Understanding Emptiness in Fullness

#Inspiration Sunday

Understanding Emptiness in Fullness

"How to view all phenomena and how to view others."

In Buddhism, we say that everything is emptiness, but that emptiness is not the same as nothingness. When everything is empty, why isn't it nothing? Empty means that it's not truly existent, but that doesn't mean that it doesn't exist. When we say that something is not truly existent, it just means that it is dependent upon something else to exist as it is. We think that everything, including ourselves, truly exists, but actually, nothing exists independently.

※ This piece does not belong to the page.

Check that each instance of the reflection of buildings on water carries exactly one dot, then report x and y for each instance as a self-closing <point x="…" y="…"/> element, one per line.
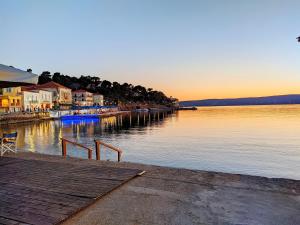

When you look up into the sky, sometimes you see a rainbow, but you do not always see it. The rainbow only appears based upon whether or not the conditions that allow the rainbow to appear are present. Those conditions are the proper light, humidity, water droplets, and the angle of the sun all being there in a certain way to form the rainbow. We think that seeing a rainbow is an auspicious event, but as a dharma practitioner, the real meaning of auspicious is the ability to see beyond that. It's when we can see that everything exists by its own conditional phenomena, by relying upon something else that allows it to become as it is, for as long as it can be.

 

What you can see is considered external phenomena, but what about the phenomena of self and others? When you look at others, what do you see? How do you perceive them? We usually cannot perceive anything. We can only understand things through learning. The eye is doing the seeing, but something else is telling the mind what you are seeing. Your eyes, your ears, your mind, and your experiences are all working together to give you this information. The mind on its own, working independently, cannot see, hear or smell, so cognition does not happen with only using one's sense of seeing something. Our experiences and knowledge also come into play. Seeing is not always believing, and hearing is not always the truth. Those are all perceptions of yourself or of others. There is nothing that is truly trustworthy in samsara.

 

The main thing we should do as practitioners is to observe the nature of the mind. You can check your mind, but how can you trust your mind? Your own mind is based upon your own perceptions and beliefs. Can we drop the hearing, drop seeing, drop smelling, tasting, and feeling and simply be a vast space?

 

The Buddha-nature mind is clear, and it is omnipresent, but we choose to focus on the small stuff. We should perceive externally with people and with phenomena and internally with ourselves / our own mind, every moment as it is.  Be there and live to enjoy every moment as it is.